Thu, 12/20/2018 - 08:44
Kyra Kyrklund :: Photo © Astrid Appels

Kyra Kyrklund, long-time president of the International Dressage Riders Club, has worked with the Dressage Judging Working Group to establish 19 recommendations/directives to improve dressage judging. While many of the recommendations are no brainers, several of them raise questions. Kyrklund has taken up her pen to explain the thought process behind the recommendations. Here is her first piece:

"Create a More Fair and Consistent Method for Dressage Judging"

As the representative of the IDRC, I have spent two years on the FEI Dressage Judging Working Group (DJWG). The DJWG was asked by the FEI to do 4 things (and I am summarizing here):
- To look at the current dressage judging system.
- To make look at other subjectively judged sports.
- To identify and make recommendations for improvement of the current FEI dressage judging system
- To look at, evaluate, and make recommendations for improvement for the measures introduced after the FEI 2009 Dressage Task force (those measures included: the introduction of 7 judges for major events, the introduction of a Judges Supervisory Panel, the introduction of half points and the judge’s education system).

In my role as representative of the IDRC, I worked with our members and with the FEI, the IDTC, top dressage riders and judges.

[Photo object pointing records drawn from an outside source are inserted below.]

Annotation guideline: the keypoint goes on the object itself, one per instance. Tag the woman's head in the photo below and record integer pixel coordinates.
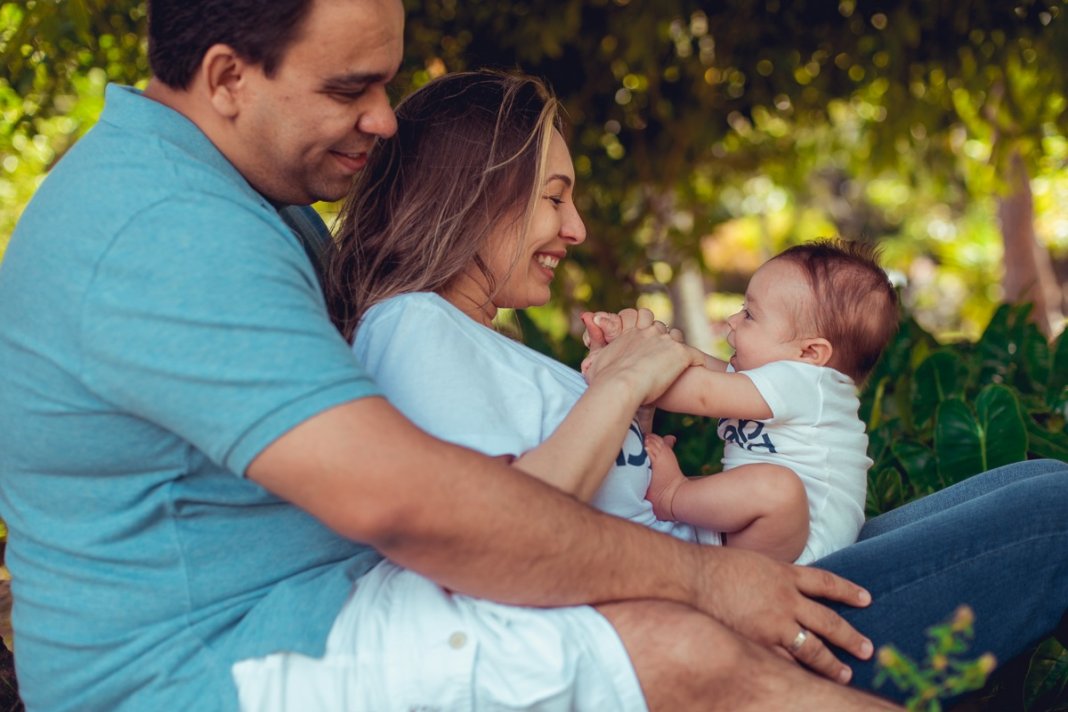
(446, 204)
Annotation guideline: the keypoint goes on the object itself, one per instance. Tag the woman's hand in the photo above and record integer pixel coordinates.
(643, 352)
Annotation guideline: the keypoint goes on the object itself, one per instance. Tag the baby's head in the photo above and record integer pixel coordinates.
(826, 302)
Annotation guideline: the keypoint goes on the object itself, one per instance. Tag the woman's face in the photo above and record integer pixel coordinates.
(523, 279)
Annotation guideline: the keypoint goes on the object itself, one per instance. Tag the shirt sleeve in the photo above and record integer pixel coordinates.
(790, 389)
(214, 329)
(451, 379)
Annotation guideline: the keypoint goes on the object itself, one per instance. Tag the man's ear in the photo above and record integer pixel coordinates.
(224, 74)
(816, 351)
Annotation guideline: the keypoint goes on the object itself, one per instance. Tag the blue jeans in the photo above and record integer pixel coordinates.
(998, 541)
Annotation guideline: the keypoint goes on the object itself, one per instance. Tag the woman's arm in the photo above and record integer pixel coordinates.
(704, 390)
(701, 391)
(580, 452)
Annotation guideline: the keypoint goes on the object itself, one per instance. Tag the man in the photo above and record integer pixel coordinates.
(197, 474)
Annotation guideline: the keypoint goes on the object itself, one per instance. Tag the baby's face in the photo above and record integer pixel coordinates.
(766, 328)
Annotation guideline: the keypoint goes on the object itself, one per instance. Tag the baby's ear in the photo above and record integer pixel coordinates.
(816, 351)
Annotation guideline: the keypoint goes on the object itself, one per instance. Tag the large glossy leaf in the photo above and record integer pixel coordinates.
(958, 443)
(1056, 390)
(1046, 686)
(968, 442)
(1004, 430)
(920, 465)
(1042, 442)
(1035, 354)
(939, 377)
(885, 492)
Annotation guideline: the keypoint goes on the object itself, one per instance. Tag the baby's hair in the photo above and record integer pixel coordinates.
(854, 305)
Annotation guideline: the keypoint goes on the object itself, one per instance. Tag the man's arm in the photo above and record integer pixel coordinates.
(482, 527)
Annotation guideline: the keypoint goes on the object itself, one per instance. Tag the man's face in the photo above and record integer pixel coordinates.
(305, 131)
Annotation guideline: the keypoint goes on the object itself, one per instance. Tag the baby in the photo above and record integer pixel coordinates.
(815, 320)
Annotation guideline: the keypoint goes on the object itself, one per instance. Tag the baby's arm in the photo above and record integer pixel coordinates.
(578, 454)
(707, 390)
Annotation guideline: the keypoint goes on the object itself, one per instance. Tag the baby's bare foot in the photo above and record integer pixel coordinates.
(666, 475)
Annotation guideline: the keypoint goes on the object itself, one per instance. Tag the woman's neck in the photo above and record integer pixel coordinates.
(471, 298)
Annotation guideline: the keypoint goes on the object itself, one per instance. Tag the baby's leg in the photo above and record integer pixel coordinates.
(764, 507)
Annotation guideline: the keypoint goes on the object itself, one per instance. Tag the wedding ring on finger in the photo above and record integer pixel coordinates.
(798, 642)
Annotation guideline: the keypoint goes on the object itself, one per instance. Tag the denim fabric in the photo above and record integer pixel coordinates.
(998, 541)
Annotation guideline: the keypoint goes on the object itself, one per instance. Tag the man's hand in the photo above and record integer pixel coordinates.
(771, 603)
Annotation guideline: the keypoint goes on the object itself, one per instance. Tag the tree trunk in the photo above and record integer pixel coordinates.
(688, 299)
(1029, 271)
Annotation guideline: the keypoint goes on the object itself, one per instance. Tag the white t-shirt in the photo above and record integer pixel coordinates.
(816, 432)
(469, 384)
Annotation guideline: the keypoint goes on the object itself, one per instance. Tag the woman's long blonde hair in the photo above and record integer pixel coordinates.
(468, 157)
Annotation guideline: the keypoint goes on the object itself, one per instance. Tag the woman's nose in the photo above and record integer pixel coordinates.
(572, 228)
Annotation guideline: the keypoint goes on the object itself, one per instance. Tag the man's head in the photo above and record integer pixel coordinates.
(182, 31)
(292, 92)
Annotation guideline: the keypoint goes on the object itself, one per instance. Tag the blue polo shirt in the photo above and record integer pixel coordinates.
(159, 326)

In addition I, along with the other members of the DJWG, I have spent years learning from top researchers in the fields of neuroscience and sports psychology, and reviewing how similar sports are judged. 

The goal of the DJWG has been to help the FEI create a more fair and consistent method by which judges can judge dressage classes at the elite level.

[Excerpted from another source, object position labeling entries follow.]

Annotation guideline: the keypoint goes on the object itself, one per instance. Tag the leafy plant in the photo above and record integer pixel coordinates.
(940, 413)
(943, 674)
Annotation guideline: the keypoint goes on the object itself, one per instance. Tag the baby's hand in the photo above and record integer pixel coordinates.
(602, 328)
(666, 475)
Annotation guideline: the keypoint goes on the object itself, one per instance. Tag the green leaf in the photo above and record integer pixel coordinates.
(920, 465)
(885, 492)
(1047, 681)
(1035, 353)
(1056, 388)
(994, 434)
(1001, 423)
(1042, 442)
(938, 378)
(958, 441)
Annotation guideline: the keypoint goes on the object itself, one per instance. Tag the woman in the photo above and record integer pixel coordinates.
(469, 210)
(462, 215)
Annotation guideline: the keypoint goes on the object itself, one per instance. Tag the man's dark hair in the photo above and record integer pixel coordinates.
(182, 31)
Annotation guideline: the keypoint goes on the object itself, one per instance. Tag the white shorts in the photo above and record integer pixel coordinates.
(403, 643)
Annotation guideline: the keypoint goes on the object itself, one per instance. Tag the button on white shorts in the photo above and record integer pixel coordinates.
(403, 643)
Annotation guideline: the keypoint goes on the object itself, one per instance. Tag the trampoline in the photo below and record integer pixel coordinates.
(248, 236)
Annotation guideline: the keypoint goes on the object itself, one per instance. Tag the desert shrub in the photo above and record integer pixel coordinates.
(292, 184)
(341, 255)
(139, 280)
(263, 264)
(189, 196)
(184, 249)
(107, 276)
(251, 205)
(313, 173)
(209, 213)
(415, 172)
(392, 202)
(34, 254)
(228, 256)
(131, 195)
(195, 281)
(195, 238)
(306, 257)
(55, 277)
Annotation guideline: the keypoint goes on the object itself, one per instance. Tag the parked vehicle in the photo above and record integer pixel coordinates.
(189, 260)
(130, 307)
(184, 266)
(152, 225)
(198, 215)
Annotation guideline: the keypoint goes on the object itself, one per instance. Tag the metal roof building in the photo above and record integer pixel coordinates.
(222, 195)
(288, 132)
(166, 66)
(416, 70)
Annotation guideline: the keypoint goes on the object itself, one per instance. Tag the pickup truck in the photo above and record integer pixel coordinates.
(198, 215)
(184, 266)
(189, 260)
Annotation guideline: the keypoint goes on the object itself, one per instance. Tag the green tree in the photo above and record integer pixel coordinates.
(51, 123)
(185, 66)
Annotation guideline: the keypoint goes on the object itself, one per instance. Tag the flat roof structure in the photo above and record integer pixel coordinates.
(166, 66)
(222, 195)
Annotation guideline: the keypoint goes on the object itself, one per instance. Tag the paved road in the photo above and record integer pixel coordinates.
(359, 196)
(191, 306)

The Final Report of the DJWG, published on November 8th, is an important step forward but far from the final step for improvement of our sport. I encourage you all to read the report in full and to give us your thoughts and comments.

The DJWG report provides 19 recommendations for improving fairness by improving the consistency of judgment and decision making.
Today I would like to discuss the first of those 19 recommendations. Over later weeks our Board will address other of the 19 recommendations.

"RECOMMENDATION 1: The DJWG recommends that all future standard judging directives and references (e.g. Code of Points etc) be formatted to ensure that they are relevant to the specific viewing position of each judge. The DJWG consider that judging directives and references should not be ‘silent’ on what is able to be observed/not observed from the various judging positions, as this leaves the priority of observations to the discretion of individual judges. Such discretion could lead to inconsistent judgements and a lack of fairness to athletes.”

As you can see, this recommendation suggests that judging directives should be amended to account for different judging positions.
When have you ever seen a judge at C give a 10 for a horse that has a brilliant front leg movement and the judges at E and B give a 5 because the hind legs are not engaged. That should be possible. 

If a judging methodology properly describes to judges what they should be looking for from each position it should enable and empower judges to focus on the thing that is important when viewed from a specific letter. 

Insofar as you have not tried this, next time you are at a show, you should, at or near ground level, sit as close to behind the judge at C as you can. Then change your position to sit at ground level as close to behind E or B. The perspectives are very different, particularly if you are as close to the arena as the judges are. They do not have a bird’s eye view.

Creating precise judging directives will help both the judges and the competitors. The judges will have specific things to look for. Also this will give competitors the opportunity to read and understand what the judges are looking for from their respective perspectives and to use those directives as goals for training and showing.